10Gbe massive performance issues *SOLVED*

Started by neeeezy, February 23, 2023, 12:18:25 PM

Previous topic - Next topic
February 23, 2023, 12:18:25 PM Last Edit: March 14, 2023, 12:07:37 PM by neeeezy
Hi everyone,

so before I go into detail what kind of issues I have to deal with here is what I have in use:
OPNsense    22.7.11-amd64
FreeBSD      13.1-RELEASE-p5
OpenSSL     1.1.1s 1 Nov 2022
CPU type     AMD EPYC 7232P 8-Core Processor (8 cores, 16 threads)
Mainboard   H12SSW-NT
NIC             2x 10GBase-T LAN Ports via Broadcom BCM57416

So the company I work for had an older Watchguard FW in use and I replaced it with a physical appliance with OPNsense. SO far so good everything is working equivalently. Now the actual purpose of replacing the FW was to switch to 10Gbe (the older Watchguard model was not 10Gbe capable) and this is where the issues begin.
The hosting centre supplied us with an additional cable with a 10Gbe connection.
With the 1Gbe connection that we are using right now I get connection speeds of ~900Mps UP and DOWN, which is about what I would expect.
After trying to switch to the 10Gbe connection the downstream was HORRIFIC! It was executed from the same VM that I tested the ~900Mps before and it is running on a 10Gbe capable hypervisor).
SO I would expect at least MORE than with 1Gbe but somehow I am getting a whopping 30Mbps DOWN and about the same as before for UP. (I tried with multiple servers/devices and the speed was always the same, extraordinary slow DOWN and about 1Gbe UP.
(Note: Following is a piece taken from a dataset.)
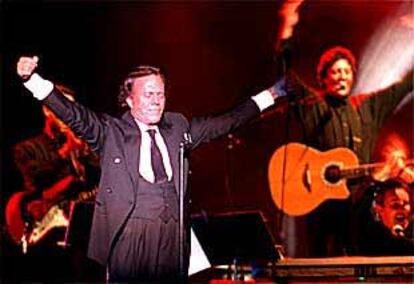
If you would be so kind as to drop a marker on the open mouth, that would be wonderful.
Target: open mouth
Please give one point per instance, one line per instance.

In the interface overview it shows that the interface is 10Gbase-T full duplex. Speed for the interface is autoselect as the mode is auto negotiate for the hosting centre aswell. Next I would try setting it to 10Gbe fixed on our side and coordinate with the hosting centre support so that they also set it to a fixed speed, but I have my troubles beliving this to be cause of the issue since the interface seems to get it right with autoselect/autonegotiation(see attachment).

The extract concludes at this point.